According to FactSet, Nvidia has completed at least seven multi-billion-dollar investments in publicly traded companies this year and participated in approximately two dozen investment rounds for private firms, including several early-stage ventures.
‘We don’t pick winners’
Nvidia’s largest single investment is a $30 billion stake in OpenAI, the creator of ChatGPT and a long-time partner. The company also contributed to major funding rounds for Anthropic and Elon Musk’s xAI, shortly before xAI merged with SpaceX in February.
«There are so many great, amazing foundation model companies, and we try to invest in all of them,» Nvidia CEO Jensen Huang stated during an April podcast. «We don’t pick winners. We need to support everyone.»
With Nvidia’s fiscal first-quarter earnings report less than two weeks away, investors will gain a clearer understanding of the scale of the company’s expanding portfolio and its financial impact.
During the previous fiscal year, Nvidia invested $17.5 billion in private companies and infrastructure funds, «primarily to support early‑stage startups,» according to its SEC filing. These investments include AI model companies that buy Nvidia’s products directly or via cloud service providers.
Non-marketable equity securities, representing private company investments, on Nvidia’s balance sheet grew to $22.25 billion by the end of January, up from $3.39 billion a year prior. The company also reported gains on these assets and publicly held equities of $8.92 billion, up from $1.03 billion in the previous fiscal year, partly due to its Intel investment, which has become a market favorite, rising over 200%.
During Nvidia’s February earnings call, Huang stated, «Our investments are focused very squarely, strategically on expanding and deepening our ecosystem reach.»
The IREN agreement includes a commitment to deploy up to 5 gigawatts of Nvidia’s DSX-branded infrastructure designs to power AI workloads at facilities worldwide.
Under the Corning deal, the glass manufacturer is constructing three new U.S. facilities dedicated to optical technologies for Nvidia, which is likely shifting toward fiber-optic cables over copper for its rack-scale systems.
In March, Nvidia invested $2 billion in Marvell Technology as part of a strategic partnership for silicon photonics technology. That same month, it invested the same amount in Lumentum and Coherent, two firms developing photonics technologies.

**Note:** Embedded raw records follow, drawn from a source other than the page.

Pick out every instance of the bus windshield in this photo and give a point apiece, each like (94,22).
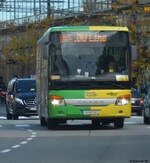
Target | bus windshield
(83,55)
(25,86)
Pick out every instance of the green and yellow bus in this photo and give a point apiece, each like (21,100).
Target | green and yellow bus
(73,77)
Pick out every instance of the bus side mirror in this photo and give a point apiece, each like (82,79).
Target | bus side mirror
(46,50)
(134,53)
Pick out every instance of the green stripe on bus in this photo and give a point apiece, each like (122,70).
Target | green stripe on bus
(73,28)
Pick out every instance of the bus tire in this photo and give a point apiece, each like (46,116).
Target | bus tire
(9,116)
(42,121)
(95,122)
(118,123)
(15,117)
(51,123)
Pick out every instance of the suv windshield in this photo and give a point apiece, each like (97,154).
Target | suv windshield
(24,86)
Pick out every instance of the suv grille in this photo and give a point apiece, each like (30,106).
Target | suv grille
(30,102)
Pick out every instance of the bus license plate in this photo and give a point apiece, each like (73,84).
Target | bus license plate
(90,112)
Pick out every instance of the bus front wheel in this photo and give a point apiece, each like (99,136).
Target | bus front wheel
(42,121)
(118,123)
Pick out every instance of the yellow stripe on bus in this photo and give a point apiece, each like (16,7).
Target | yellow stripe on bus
(108,28)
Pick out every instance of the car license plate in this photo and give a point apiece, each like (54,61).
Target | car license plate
(33,109)
(90,112)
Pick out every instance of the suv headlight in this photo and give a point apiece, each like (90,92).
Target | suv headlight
(123,100)
(57,100)
(18,100)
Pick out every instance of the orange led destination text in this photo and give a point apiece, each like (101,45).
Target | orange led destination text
(83,38)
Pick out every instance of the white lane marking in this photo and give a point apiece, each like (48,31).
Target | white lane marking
(130,122)
(16,146)
(5,150)
(22,125)
(28,139)
(33,135)
(23,142)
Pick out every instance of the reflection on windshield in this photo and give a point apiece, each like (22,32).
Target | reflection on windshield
(90,62)
(78,61)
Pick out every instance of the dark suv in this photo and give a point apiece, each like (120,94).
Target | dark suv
(137,102)
(21,98)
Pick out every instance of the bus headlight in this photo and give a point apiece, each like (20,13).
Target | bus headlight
(19,101)
(57,100)
(123,100)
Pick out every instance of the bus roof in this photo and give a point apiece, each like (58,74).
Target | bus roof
(88,28)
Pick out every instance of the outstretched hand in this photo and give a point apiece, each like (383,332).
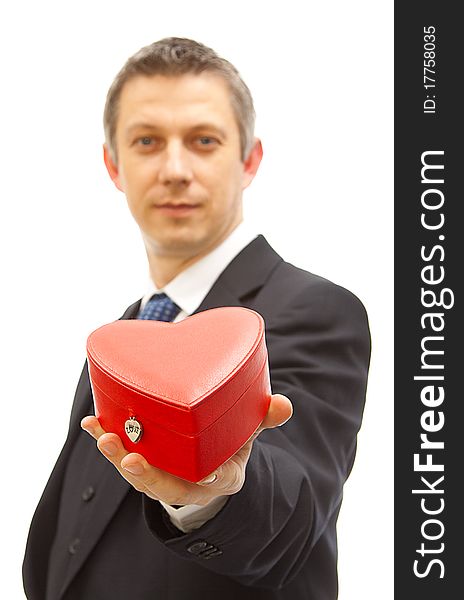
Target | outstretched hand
(159,485)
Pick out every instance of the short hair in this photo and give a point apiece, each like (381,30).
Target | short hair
(175,56)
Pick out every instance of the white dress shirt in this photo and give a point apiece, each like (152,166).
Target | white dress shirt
(187,290)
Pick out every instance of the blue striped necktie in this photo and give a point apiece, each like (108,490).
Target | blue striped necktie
(159,308)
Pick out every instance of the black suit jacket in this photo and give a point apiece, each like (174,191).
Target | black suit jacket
(95,538)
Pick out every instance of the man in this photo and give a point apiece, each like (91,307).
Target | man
(180,145)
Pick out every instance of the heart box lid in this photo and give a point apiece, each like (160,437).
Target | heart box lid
(199,366)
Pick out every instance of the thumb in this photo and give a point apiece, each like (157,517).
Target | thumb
(279,412)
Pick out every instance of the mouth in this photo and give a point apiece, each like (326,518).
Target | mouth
(177,209)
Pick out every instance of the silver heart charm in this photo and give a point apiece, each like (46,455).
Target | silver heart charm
(133,429)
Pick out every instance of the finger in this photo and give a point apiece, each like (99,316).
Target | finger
(158,484)
(92,426)
(279,412)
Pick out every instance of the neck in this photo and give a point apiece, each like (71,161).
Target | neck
(164,267)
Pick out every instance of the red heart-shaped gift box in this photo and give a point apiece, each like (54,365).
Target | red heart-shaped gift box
(193,392)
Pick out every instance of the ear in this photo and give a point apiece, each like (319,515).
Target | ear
(111,167)
(252,162)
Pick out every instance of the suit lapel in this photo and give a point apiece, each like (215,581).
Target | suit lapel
(245,275)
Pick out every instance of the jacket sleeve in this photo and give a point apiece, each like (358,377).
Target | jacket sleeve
(319,351)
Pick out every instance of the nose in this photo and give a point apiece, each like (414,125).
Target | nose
(175,165)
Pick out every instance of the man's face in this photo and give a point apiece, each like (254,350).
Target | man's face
(179,163)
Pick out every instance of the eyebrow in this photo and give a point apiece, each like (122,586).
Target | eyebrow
(197,127)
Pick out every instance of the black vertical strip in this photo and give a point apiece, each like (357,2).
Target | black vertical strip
(429,301)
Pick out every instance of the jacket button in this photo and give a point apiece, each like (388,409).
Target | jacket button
(72,548)
(212,553)
(204,549)
(197,547)
(88,493)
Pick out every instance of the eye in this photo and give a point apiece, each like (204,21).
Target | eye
(206,142)
(145,141)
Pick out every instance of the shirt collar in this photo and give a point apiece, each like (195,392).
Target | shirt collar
(189,287)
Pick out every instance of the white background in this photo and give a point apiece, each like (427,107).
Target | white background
(321,76)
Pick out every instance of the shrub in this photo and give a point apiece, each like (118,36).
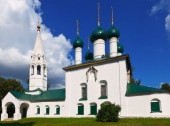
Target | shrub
(108,113)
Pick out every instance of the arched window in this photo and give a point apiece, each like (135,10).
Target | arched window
(39,70)
(47,110)
(103,86)
(155,105)
(93,109)
(38,109)
(44,71)
(80,109)
(57,110)
(83,91)
(32,70)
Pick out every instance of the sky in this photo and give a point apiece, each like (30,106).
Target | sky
(144,27)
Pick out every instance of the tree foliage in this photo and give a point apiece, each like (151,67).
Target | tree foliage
(7,85)
(108,113)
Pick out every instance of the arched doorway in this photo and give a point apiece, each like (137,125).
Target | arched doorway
(10,109)
(24,109)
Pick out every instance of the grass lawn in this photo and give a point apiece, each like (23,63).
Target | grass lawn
(86,122)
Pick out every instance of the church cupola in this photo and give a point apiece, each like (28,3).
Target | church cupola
(38,65)
(98,38)
(78,45)
(113,35)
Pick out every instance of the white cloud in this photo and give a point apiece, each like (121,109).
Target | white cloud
(18,20)
(163,5)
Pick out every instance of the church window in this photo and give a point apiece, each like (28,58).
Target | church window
(103,85)
(38,109)
(47,110)
(155,105)
(44,68)
(39,70)
(83,91)
(80,109)
(57,110)
(93,109)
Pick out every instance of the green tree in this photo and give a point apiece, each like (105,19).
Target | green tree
(108,113)
(7,85)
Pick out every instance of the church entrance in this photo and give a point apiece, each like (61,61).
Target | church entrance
(10,110)
(24,109)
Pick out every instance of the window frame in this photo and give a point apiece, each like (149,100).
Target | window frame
(93,109)
(80,109)
(47,110)
(57,110)
(155,106)
(38,110)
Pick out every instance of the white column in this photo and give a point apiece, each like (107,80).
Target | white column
(78,55)
(113,47)
(4,114)
(17,114)
(99,48)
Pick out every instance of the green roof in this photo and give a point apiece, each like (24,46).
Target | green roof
(98,33)
(136,89)
(50,95)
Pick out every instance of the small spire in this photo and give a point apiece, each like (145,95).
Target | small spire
(38,26)
(77,21)
(98,14)
(111,15)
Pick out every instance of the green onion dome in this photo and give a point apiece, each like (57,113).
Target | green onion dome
(78,42)
(88,55)
(98,33)
(113,32)
(120,48)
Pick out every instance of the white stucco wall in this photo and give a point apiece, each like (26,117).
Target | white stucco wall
(114,73)
(139,106)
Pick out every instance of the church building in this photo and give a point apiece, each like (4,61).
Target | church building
(101,78)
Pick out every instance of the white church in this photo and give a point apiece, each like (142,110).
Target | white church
(101,78)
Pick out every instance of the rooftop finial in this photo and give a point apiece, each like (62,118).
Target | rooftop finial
(111,15)
(98,12)
(77,21)
(38,26)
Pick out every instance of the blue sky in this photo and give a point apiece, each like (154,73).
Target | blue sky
(144,32)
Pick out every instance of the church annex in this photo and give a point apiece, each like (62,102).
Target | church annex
(101,78)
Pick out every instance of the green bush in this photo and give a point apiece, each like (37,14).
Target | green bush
(108,113)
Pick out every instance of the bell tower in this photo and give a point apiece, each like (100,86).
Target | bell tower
(38,65)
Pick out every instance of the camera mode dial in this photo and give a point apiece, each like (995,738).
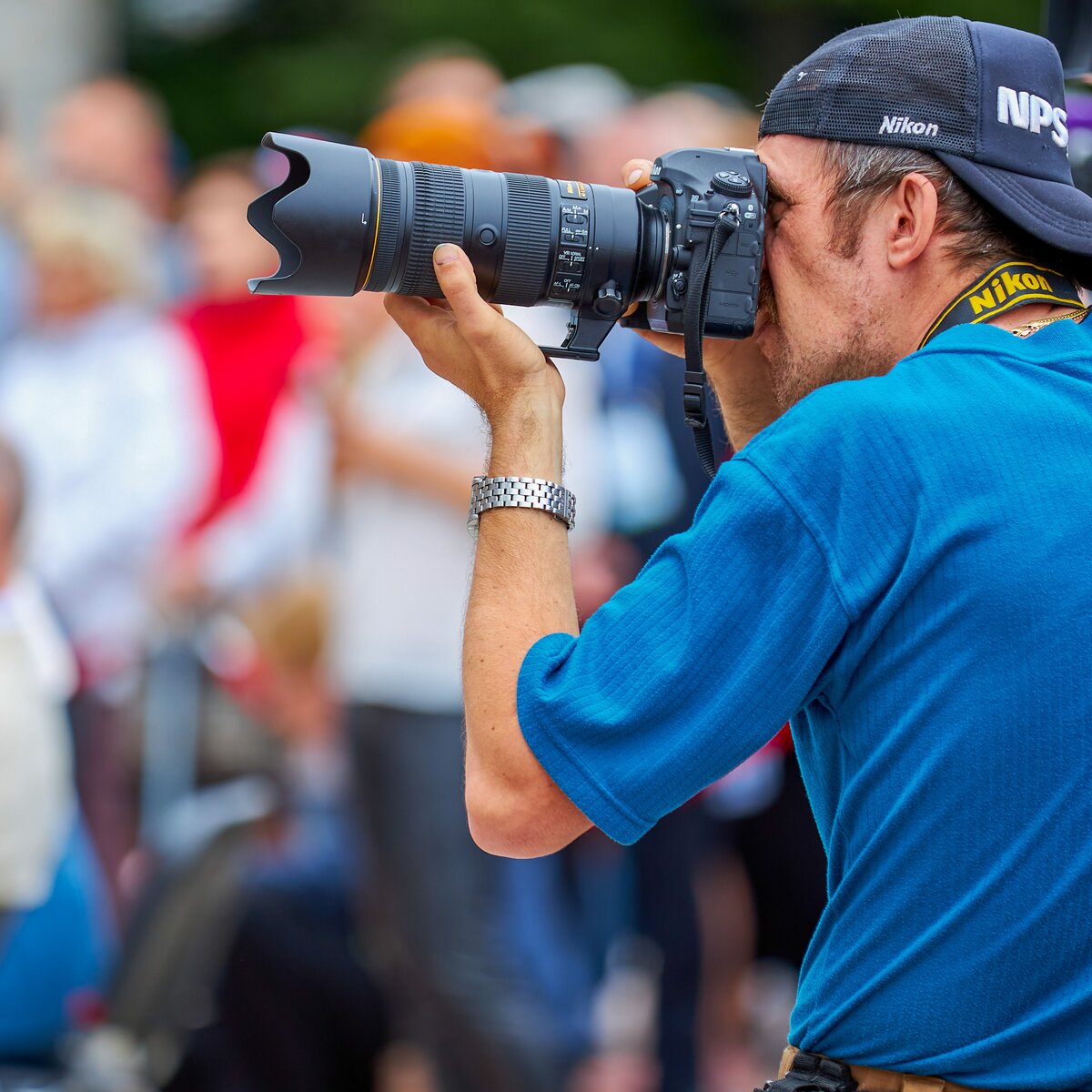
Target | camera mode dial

Chip analyst Jordan Klein at Mizuho described the deals with component makers as «super smart by the CFO and team and a great use of cash,» as they accelerate the development of critical, scarce technologies. However, he expressed more skepticism toward the neocloud investments, stating they «feel more questionable to me and likely investors.»
«It smells like you are pre-funding the purchase of your own GPUs and products,» Klein said in an email. Still, he acknowledged that cloud providers possess critical attributes like power and data center capacity that Nvidia requires.
Ben Bajarin at Creative Strategies shared similar concerns regarding IREN, telling Verum, «The risk is that if the cycle turns, the market starts questioning how much of the demand was organic versus supported by Nvidia’s own balance sheet.»
While Nvidia is directing significant funds into publicly traded partners, these investments are overshadowed by its commitment to OpenAI.
Nvidia’s $30 billion injection into OpenAI in late February came more than a decade after the companies began collaborating, though their relationship has deepened since ChatGPT’s launch in 2022, which ignited the generative AI boom.
Nvidia’s initial investment in OpenAI was intended to be much larger. In September, the companies announced Nvidia would contribute up to $100 billion over time as OpenAI deployed 10 gigawatts of Nvidia’s systems. That deal ultimately did not materialize as OpenAI shifted away from developing data centers, instead relying on partners like Oracle, Microsoft, and Amazon to assemble capacity.
Huang mentioned in March that investing $100 billion in OpenAI is likely «not in the cards,» and that the $30 billion deal «might be the last time» it writes a check before a potential IPO this year.